Minggu, 27 Mei 2012

Lapangan Tanah Merah - event FF Peri Penulis


Lapangan Tanah Merah
( ini masih di ikutkan di event Peri Penulis )



Malam ini nampak cerah, lapangan tanah merah ini adalah tempat mereka melepas lelah setelah seharian bekerja. Ya, anak-anak itu  yang seharusnya masih menikmati harinya dengan penuh kegembiraan,tapi mereka 
harus mencari sendiri sesuatu untuk menggapai kegembiraanya dalam seteguk ataupun sesuap nasi.

“Elaaaaaaaaaaaaaaaa, sini setor duit ke gue.” panggil si Mak Gemblong. Umurnya Ella masih 6 tahun. Mak Gemblong itu adalah boss di daerah situ, badanya yang besar dengan tampang sangar. Jelas, dia yang menguasai dan mengendalikan anak-anak pinggiran kawasan Plumpang. Dan Ela adalah anak yang selalu ditindas oleh Mak Gemblong “Iya mak, bentaran ya!” Ela pun masih berlari kecil mengejar teman sebayanya.

“Kagak! Kemari lo. Gue mau tarohan sekarang! Cepettttttt!” sambil menarik tanganya yang kecil dan sangat rapuh.  Di tariknya tangan dan helaian rambut kusutnya itu sampai dia kesakitan.
“Iiiii--yaa mak, maaa aaff.” tangisan dari bocah kecil itu mulai terdengar.

“Nah, pan begini gue demen! Kenapa sih lo harus gue paksa dulu, demen banget gue siksa!” si Emak Gemblong itu pun terlihat puas dengan perbuatanya barusan sambil menghitung uang yang dia peroleh dari gadis kecil itu.

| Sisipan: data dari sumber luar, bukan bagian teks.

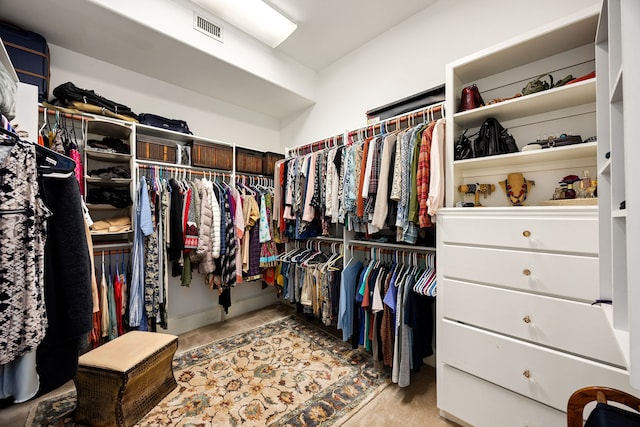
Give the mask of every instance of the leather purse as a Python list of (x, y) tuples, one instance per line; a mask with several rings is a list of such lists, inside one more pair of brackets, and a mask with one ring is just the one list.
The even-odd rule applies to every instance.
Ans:
[(496, 154), (515, 153), (519, 151), (515, 139), (500, 122), (489, 117), (480, 126), (478, 137), (473, 141), (475, 157), (494, 156)]
[(467, 86), (462, 89), (462, 95), (460, 96), (460, 108), (458, 111), (473, 110), (474, 108), (484, 106), (484, 100), (480, 95), (480, 90), (475, 84)]
[[(533, 146), (535, 148), (551, 148), (562, 147), (564, 145), (581, 144), (582, 137), (580, 135), (565, 135), (562, 134), (559, 137), (550, 136), (547, 139), (539, 139), (534, 142), (530, 142), (527, 146)], [(528, 150), (525, 150), (528, 151)]]
[(454, 160), (466, 160), (475, 157), (473, 154), (473, 144), (471, 143), (471, 138), (475, 137), (477, 133), (471, 136), (467, 136), (468, 130), (469, 129), (465, 129), (465, 131), (462, 132), (453, 148)]

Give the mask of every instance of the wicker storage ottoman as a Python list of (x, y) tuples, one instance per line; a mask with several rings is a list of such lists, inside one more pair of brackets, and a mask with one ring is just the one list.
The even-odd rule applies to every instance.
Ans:
[(176, 387), (177, 347), (175, 335), (131, 331), (80, 356), (75, 422), (134, 425)]

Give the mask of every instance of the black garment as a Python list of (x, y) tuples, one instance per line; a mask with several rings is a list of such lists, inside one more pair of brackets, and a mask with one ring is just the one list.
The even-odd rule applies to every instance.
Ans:
[(404, 302), (404, 323), (413, 329), (411, 369), (419, 371), (422, 359), (433, 354), (433, 302), (434, 297), (410, 291)]
[(93, 327), (91, 260), (75, 177), (43, 178), (47, 222), (44, 286), (48, 328), (36, 350), (38, 395), (60, 387), (78, 370), (79, 347)]
[(169, 261), (180, 259), (180, 254), (184, 249), (184, 236), (182, 235), (182, 205), (184, 196), (180, 191), (178, 181), (171, 178), (169, 180), (171, 187), (171, 207), (169, 209), (169, 236), (171, 242), (167, 252)]

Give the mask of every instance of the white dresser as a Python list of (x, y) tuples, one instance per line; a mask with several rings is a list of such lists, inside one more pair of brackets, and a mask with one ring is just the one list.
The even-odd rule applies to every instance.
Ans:
[(443, 415), (474, 426), (562, 426), (588, 385), (630, 390), (598, 298), (596, 207), (438, 214)]

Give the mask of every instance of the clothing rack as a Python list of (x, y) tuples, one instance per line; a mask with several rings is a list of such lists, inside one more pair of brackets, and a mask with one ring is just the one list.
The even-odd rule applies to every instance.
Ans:
[(300, 145), (287, 150), (287, 157), (303, 156), (313, 153), (314, 151), (322, 151), (329, 148), (338, 147), (344, 144), (344, 135), (335, 135), (330, 138), (321, 139), (310, 144)]
[(131, 249), (122, 248), (122, 249), (94, 249), (93, 256), (101, 256), (101, 255), (119, 255), (119, 254), (129, 254), (131, 253)]
[[(426, 122), (430, 118), (433, 119), (435, 113), (440, 113), (440, 116), (444, 117), (444, 102), (431, 104), (427, 107), (422, 107), (409, 113), (389, 117), (388, 119), (385, 119), (379, 123), (352, 130), (348, 133), (348, 138), (350, 142), (353, 142), (353, 137), (356, 136), (358, 137), (358, 140), (362, 141), (369, 136), (373, 137), (382, 135), (384, 133), (405, 129), (413, 126), (416, 123), (416, 119), (420, 117), (422, 117), (422, 122)], [(390, 125), (393, 126), (393, 128), (389, 128)]]
[(428, 247), (428, 246), (409, 246), (398, 243), (385, 243), (385, 242), (375, 242), (371, 240), (352, 240), (351, 244), (361, 245), (365, 247), (378, 247), (378, 248), (387, 248), (393, 250), (399, 250), (404, 252), (435, 252), (436, 248)]
[[(225, 171), (221, 171), (218, 169), (211, 168), (199, 168), (195, 166), (187, 166), (187, 165), (158, 165), (157, 163), (147, 161), (147, 160), (136, 160), (138, 163), (138, 167), (140, 169), (146, 169), (149, 171), (163, 171), (168, 172), (169, 174), (188, 174), (191, 175), (201, 175), (201, 176), (213, 176), (218, 177), (222, 176), (223, 178), (233, 179), (233, 174)], [(237, 176), (237, 175), (236, 175)]]
[(403, 258), (405, 254), (416, 257), (416, 258), (427, 258), (429, 256), (429, 253), (419, 253), (411, 250), (405, 251), (403, 249), (386, 249), (382, 247), (362, 246), (362, 245), (347, 245), (347, 247), (352, 253), (353, 251), (361, 251), (361, 252), (369, 252), (369, 253), (374, 251), (375, 253), (379, 253), (379, 254), (395, 254), (395, 255), (403, 254)]

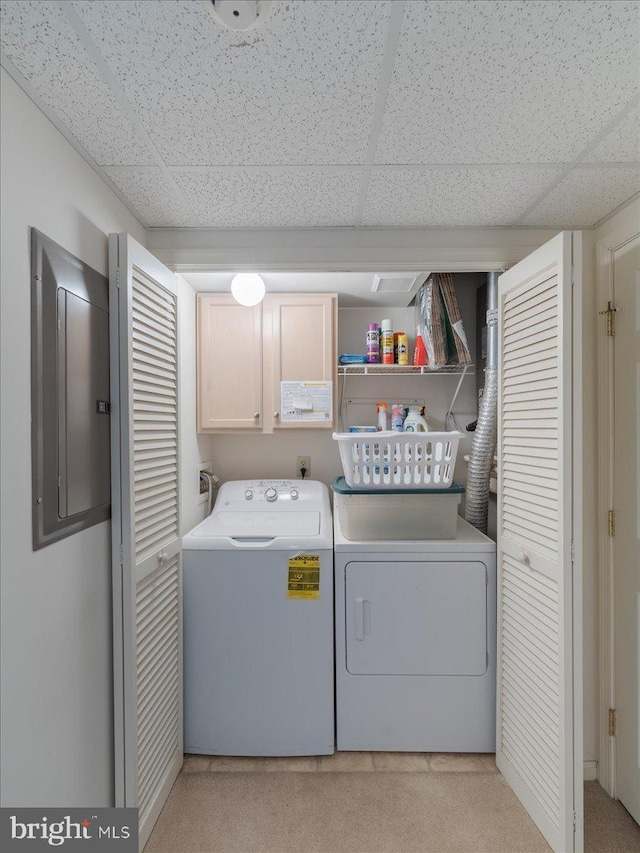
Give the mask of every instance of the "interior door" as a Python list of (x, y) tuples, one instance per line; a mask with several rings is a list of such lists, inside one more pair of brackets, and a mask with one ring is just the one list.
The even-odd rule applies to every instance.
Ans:
[(177, 280), (109, 238), (116, 806), (144, 846), (183, 760)]
[(616, 796), (640, 823), (640, 237), (613, 253)]
[(580, 257), (563, 232), (498, 284), (496, 762), (563, 852), (583, 844)]

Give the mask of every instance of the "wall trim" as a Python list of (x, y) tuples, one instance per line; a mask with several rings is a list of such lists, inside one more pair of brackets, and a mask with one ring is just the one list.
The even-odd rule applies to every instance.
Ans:
[(147, 245), (176, 270), (504, 270), (546, 243), (536, 228), (154, 228)]
[(598, 762), (585, 761), (583, 772), (585, 782), (596, 782), (598, 779)]
[[(640, 203), (628, 205), (609, 220), (610, 230), (596, 242), (596, 310), (613, 300), (613, 257), (617, 249), (640, 235)], [(603, 230), (603, 229), (600, 229)], [(596, 234), (597, 237), (597, 234)], [(615, 613), (613, 542), (606, 535), (607, 511), (614, 495), (614, 350), (613, 338), (604, 333), (605, 318), (598, 317), (598, 585), (599, 585), (599, 767), (598, 780), (611, 797), (616, 796), (616, 739), (609, 735), (609, 709), (616, 707)]]

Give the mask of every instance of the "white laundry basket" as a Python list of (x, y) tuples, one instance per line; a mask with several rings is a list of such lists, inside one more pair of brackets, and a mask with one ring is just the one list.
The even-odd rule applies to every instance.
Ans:
[(442, 489), (453, 482), (461, 432), (334, 432), (352, 489)]

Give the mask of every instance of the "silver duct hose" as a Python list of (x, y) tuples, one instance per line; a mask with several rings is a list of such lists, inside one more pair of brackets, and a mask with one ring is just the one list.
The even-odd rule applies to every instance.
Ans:
[(498, 435), (498, 273), (487, 273), (487, 369), (467, 475), (465, 518), (487, 532), (489, 478)]

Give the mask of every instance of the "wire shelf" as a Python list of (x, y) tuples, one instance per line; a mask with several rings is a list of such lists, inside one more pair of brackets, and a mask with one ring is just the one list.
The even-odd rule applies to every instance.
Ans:
[(447, 364), (431, 367), (428, 364), (339, 364), (339, 376), (466, 376), (475, 365)]

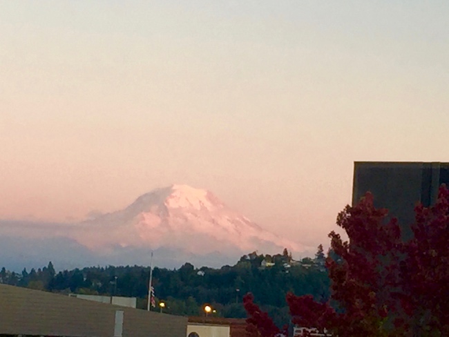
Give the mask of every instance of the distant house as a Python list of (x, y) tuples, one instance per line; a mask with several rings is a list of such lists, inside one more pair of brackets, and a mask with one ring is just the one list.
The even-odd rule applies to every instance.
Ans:
[(186, 337), (187, 318), (0, 285), (0, 336)]
[(260, 262), (260, 269), (265, 269), (265, 268), (269, 268), (274, 265), (276, 265), (276, 263), (274, 262), (269, 262), (266, 260), (262, 260)]
[(246, 320), (222, 317), (189, 317), (187, 337), (246, 337)]
[(307, 328), (300, 327), (294, 327), (293, 328), (292, 337), (301, 337), (305, 332), (308, 332), (310, 337), (331, 337), (332, 335), (329, 334), (321, 334), (317, 329)]

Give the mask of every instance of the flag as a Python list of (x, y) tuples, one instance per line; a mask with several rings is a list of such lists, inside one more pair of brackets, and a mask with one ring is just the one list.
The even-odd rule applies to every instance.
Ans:
[(155, 308), (156, 307), (156, 300), (155, 299), (155, 297), (154, 297), (154, 288), (153, 287), (151, 287), (150, 288), (150, 294), (151, 294), (151, 307), (153, 307), (153, 308)]

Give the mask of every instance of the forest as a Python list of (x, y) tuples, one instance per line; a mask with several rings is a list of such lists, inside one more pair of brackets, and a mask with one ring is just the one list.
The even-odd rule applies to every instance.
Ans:
[[(153, 286), (158, 303), (165, 302), (164, 312), (175, 315), (204, 314), (210, 305), (213, 314), (227, 318), (247, 316), (242, 300), (252, 293), (262, 308), (275, 322), (289, 318), (285, 301), (287, 293), (312, 295), (316, 300), (329, 297), (329, 280), (320, 245), (314, 258), (292, 259), (284, 249), (270, 256), (254, 251), (240, 258), (233, 266), (220, 269), (196, 269), (187, 262), (178, 269), (155, 267)], [(264, 263), (262, 262), (265, 261)], [(0, 282), (64, 294), (82, 293), (136, 297), (137, 307), (146, 307), (150, 269), (149, 267), (90, 267), (56, 272), (50, 262), (47, 267), (21, 273), (2, 268)]]

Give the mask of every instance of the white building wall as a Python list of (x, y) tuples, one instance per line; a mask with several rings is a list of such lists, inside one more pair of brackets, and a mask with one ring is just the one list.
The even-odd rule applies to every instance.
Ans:
[(191, 332), (196, 332), (200, 337), (229, 337), (231, 327), (229, 325), (189, 323), (187, 325), (187, 336)]

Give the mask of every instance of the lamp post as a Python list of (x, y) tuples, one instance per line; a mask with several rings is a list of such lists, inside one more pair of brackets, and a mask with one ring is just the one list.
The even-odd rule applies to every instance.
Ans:
[(159, 307), (160, 307), (160, 312), (162, 312), (162, 309), (165, 307), (165, 302), (160, 302), (159, 303)]
[(210, 305), (204, 306), (204, 312), (206, 313), (206, 317), (207, 317), (207, 316), (211, 311), (212, 311), (212, 308), (211, 307)]

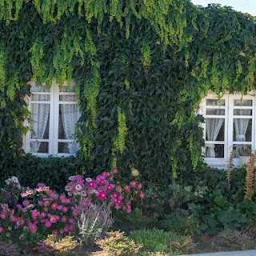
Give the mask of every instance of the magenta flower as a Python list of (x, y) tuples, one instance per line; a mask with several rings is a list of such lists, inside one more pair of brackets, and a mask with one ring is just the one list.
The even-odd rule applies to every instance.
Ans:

Di sudut lapangan tanah merah itu, Ela hanya duduk sambil menangis. Apa yang dia dapatkan hari ini, di ambil semua oleh si Emak. Dia yang sudah bersusah payah mendapatkan uang tapi dengan gampangnya si Emak merebut semuanya. Memang itu sudah menjadi tradisi di kawasan ini, apa yang anak jalanan itu dapatkan mereka harus menyerahkan semuanya, dan mereka hanya mendapatkan imbalan makanan yang sangat seadanya dengan jatah makanan sehari sekali, daan tempat tidur yang hanya beralaskan dan beratapkan kardus.
**
Plataran kantor dan ruko adalah tempat mereka melepas lelah ditengah aktifitas. Wajah-wajah penuh peluh dan harapan selalu tampak di wajah Ella beserta teman sebayanya yang bernasib sama dengannya. Walaupun terkadang Mak Gemblong mengawasi mereka dari jauh, mereka bisa menyembunyikan sedikit uangnya untuk patungan membeli dan makan bersama. Hanya dengan satu nasi bungkus dan satu plastik teh tawar hangat, bisa mengembalikkan senyum dan semangat mereka.
**
Lampu merah adalah nyawa mereka. Disanalah tempat mereka mencari nafkah. Hanya bermodalkan kayu, dan tumpukan tutup botol bisa menghasilkan segenggam uang receh. Terkadang ada yang memberi mereka uang yang nominalnya besar, dan ada yang hanya menghina mereka. Mereka tidak bersalah, mereka kumpulan anak yang tersesat di hiruk pikuk Jakarta, mereka rata-rata hilang dari rombongan orangtuanya yang berdomisili di kampung, tak tahu arah jalan pulang dan di temukan oleh Mak Gemblong di sudut jalan Jakarta.
**
Setiap malam Ella dan temannya duduk diatas tanah lapangan merah itu, tepat di belakang bangunan kantoran serta jalanan yang biasa mereka lewati setiap hari. Bermain, berlari, mengejar satu sama lain dan terkadang mereka merebahkan tubuh mereka diatas tanah merah itu tidak peduli baju mereka kotor. Mereka menatap langit bersama.

“Aku ingin deh ke situ suatu hari nanti.” Ella menunjuk satu bintang yang paling terang dengan sumringah.

“Aku juga, mau ke bulan.” balas teman sebayanya sambil tertawa kecil.

“Itu punya ku.” sahut teman yang lain.

“Ih.... aku!”

“Aku..” Ella pun berdiri dan menghampiri teman yang lain, dia menggelitik perut temannya itu, dan terjadilah kejar mengejar satu sama lain.

Mereka berlari, berputar mengitari tanah lapang itu. Dan “Woiiii, kemari lu padaa.” Sperti biasa Mak Gemblong datang dan memanggil mereka untuk meminta upeti.